Howard, a year from a disastrous election loss, tapped parliamentary secretary for multicultural affairs Andrew Robb to develop the test. The first step was a discussion paper that would consult on "Australian values".
When asked to actually nail down those values, Howard had a crack. It wasn't a huge success.
Here's what he said on December 11, 2006:
We all agree that democracy, we all agree that a belief in a free media, the equality of men and women, the concept of mateship, the concept of having a go, and the concept of looking after the very vulnerable in our community.

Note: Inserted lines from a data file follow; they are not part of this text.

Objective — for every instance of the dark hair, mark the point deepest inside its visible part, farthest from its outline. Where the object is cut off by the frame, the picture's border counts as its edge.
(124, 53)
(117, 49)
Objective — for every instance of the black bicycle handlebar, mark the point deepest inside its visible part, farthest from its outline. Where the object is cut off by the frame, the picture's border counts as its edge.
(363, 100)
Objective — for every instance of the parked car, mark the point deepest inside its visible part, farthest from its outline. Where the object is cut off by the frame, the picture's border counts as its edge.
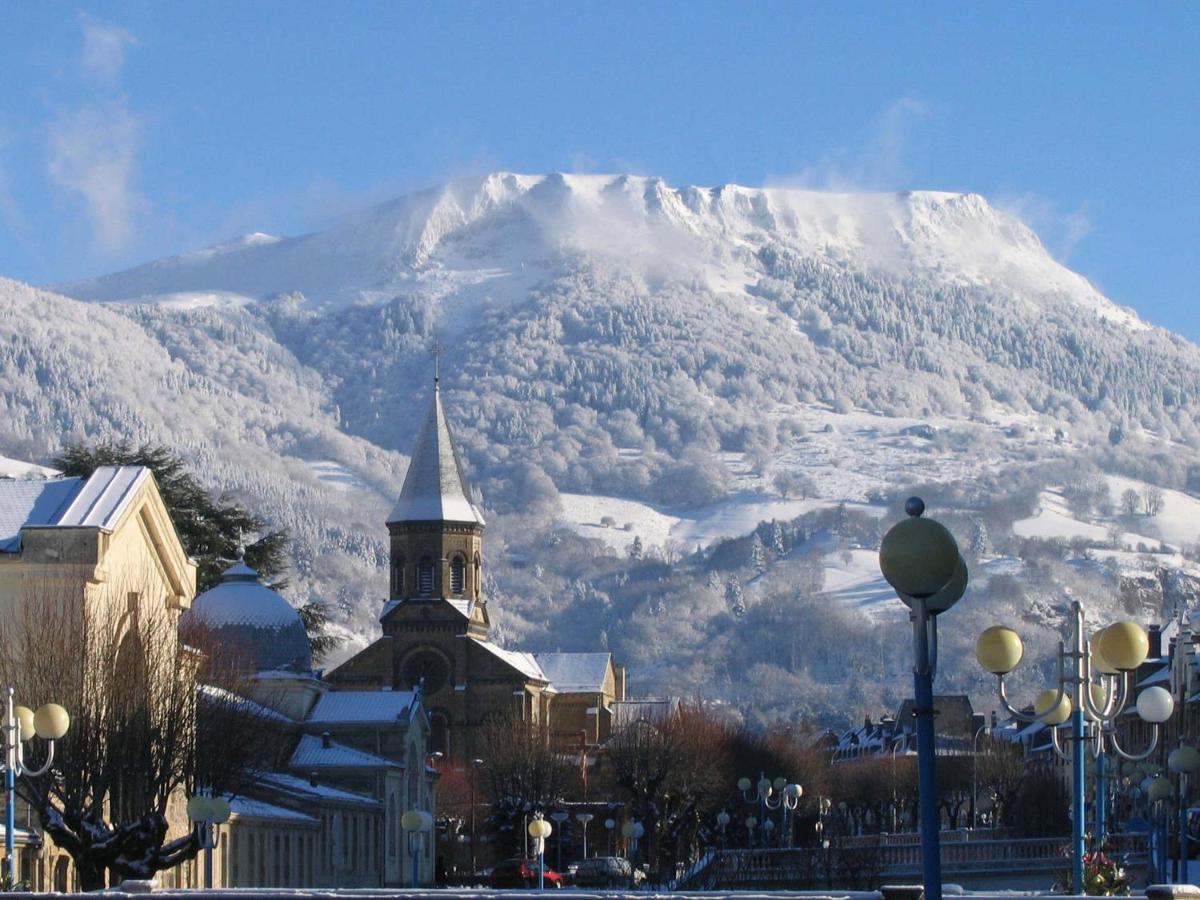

I think they are common Australian values on which most of us can agree.
When the test, which was eventually passed in 2007 after months of national debate about "Australian values", was introduced into parliament, Howard said, "This is about cohesion and integration, it's not about discrimination and exclusion."
Ten years later Malcolm Turnbull raised the issue of "Australian values" and insisted there should be "value based questions" in the citizenship test.
"It's important to reinforce our values," Turnbull said on Thursday. "You should stand up for those values and that's what we're doing."
When a journalist asked Turnbull to concisely summarise "Australian values", this is what he said:
I think we understand, you know, Australians have an enormous reservoir of good sense, and we know that our values of mutual respect, democracy, freedom, rule of law, those values, a fair go - they are fundamental Australian values. They're not shared in every part of the world.
Turnbull, who is down in the polls, then said minister for immigration and border protection Peter Dutton had released a discussion paper, and would consult with the community about Australian values.